Medtronic will establish a digital service innovation base in China, dedicated to developing treatment solutions for cardiovascular diseases based on artificial intelligence and big data...
 
It is reported that recently, many multinational pharmaceutical companies, including Takeda Pharmaceutical Company Limited, Roche, and Boehringer Ingelheim, have reached cooperation with local Chinese enterprises. For example, in January 2025, Innovent Biologics reached an exclusive global licensing agreement with Roche to advance the development of IBI3009, a next-generation antibody-drug conjugate (ADC) candidate targeting delta-like ligand 3 (DLL3), aiming to provide a new treatment option for patients with advanced small cell lung cancer (SCLC).
 
Moreover, since entering 2025, multinational pharmaceutical companies have been accelerating the submission of new drug marketing applications in China.
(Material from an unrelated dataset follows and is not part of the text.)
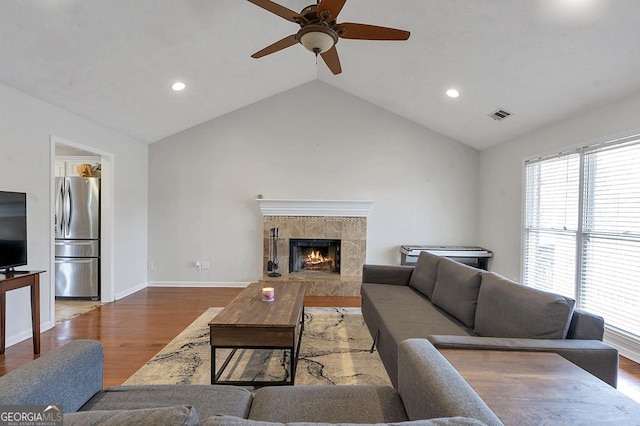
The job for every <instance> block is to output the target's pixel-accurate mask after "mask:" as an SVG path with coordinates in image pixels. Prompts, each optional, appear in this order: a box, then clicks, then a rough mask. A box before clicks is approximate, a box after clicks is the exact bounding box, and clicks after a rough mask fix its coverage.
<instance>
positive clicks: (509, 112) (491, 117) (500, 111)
mask: <svg viewBox="0 0 640 426" xmlns="http://www.w3.org/2000/svg"><path fill="white" fill-rule="evenodd" d="M510 115H511V113H510V112H508V111H505V110H503V109H499V110H497V111H495V112H492V113H491V114H489V117H491V118H493V119H494V120H504V119H505V118H507V117H509V116H510Z"/></svg>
For instance, in January, Boehringer Ingelheim announced that it had submitted a marketing authorization application for its investigational lung cancer innovative drug, zongertinib, to the Center for Drug Evaluation of the National Medical Products Administration, which has been accepted.
 
According to reports, this new drug application is mainly based on the results of the Phase Ib clinical study BEAMION LUNG-1 trial, for the treatment of adult patients with unresectable or metastatic non-small cell lung cancer (NSCLC) carrying HER2 (ERBB2) activating mutations who have previously received systemic therapy.
 
Disclaimer: In no event shall the information or opinions expressed in this article constitute investment advice to any person.